Readers intrigued by questions of development, communications, politics, and the role of women will find in Media and Modernity stories that surprise and arguments that provoke.
Two puzzles of modern India—one well known, the other overlooked—form the core of this book.
For fifty years, the state of Kerala has been famed, first as a home of Communists, then as a perplexing ‘model of development’. But why Communists? And why development, especially in a place where the economy usually underperformed even lowly national averages? Part of an answer lies in the unusual place of women in Kerala and their changing role in the past 200 years.
Another part lies in the other, often under-analyzed focus of this book: media and communication. Printing and publishing in Indian languages—and accompanying questions of literacy and language identity—present tantalizing puzzles.

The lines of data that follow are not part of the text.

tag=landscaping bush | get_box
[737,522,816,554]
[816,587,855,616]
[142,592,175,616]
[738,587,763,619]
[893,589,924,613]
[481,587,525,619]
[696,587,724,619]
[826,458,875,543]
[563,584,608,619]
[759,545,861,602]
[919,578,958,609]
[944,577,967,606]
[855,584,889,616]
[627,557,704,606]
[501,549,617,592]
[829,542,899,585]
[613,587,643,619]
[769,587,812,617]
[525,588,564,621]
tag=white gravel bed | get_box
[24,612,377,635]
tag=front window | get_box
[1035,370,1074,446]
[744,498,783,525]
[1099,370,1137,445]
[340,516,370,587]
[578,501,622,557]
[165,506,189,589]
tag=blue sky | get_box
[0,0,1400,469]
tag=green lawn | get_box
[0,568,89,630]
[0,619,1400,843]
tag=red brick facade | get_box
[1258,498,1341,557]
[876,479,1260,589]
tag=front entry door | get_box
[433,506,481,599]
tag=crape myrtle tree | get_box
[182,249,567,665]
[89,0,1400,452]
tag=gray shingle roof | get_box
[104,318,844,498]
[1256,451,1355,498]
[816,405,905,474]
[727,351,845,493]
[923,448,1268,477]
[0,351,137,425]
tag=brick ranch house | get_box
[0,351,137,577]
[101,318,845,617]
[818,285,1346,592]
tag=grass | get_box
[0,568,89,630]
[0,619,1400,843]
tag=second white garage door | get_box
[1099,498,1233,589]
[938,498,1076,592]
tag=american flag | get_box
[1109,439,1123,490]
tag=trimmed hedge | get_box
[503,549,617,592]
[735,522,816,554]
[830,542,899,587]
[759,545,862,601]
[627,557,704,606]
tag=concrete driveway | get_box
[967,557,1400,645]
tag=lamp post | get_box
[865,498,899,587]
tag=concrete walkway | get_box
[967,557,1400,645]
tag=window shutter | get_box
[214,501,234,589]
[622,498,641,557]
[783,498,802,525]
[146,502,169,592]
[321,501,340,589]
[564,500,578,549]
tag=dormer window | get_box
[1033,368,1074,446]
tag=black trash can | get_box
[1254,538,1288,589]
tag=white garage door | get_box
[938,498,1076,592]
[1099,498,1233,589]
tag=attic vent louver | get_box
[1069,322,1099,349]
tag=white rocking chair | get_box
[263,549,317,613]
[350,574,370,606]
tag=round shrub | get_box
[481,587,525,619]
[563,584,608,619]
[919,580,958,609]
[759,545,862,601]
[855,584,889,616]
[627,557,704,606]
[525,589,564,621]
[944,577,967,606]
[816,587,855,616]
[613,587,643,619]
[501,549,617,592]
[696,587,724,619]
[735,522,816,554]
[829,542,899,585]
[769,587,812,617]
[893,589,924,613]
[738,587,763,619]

Since data were first collected in the 1950s, Kerala’s people have been India’s greatest newspaper consumers. Do literacy and newspapers mobilize people for political action or does politicization make people into newspaper readers? To what extent do media wait on consumer capitalism before they break into the countryside to become truly mass media, as they have in India in the past thirty years?
Media and Modernity ponders these questions, first from the perspective of Kerala, often a forerunner of developments elsewhere, and then at an all-India level. Readers intrigued by questions of development, communications, politics, and the role of women will find in this collection stories that surprise and arguments that provoke.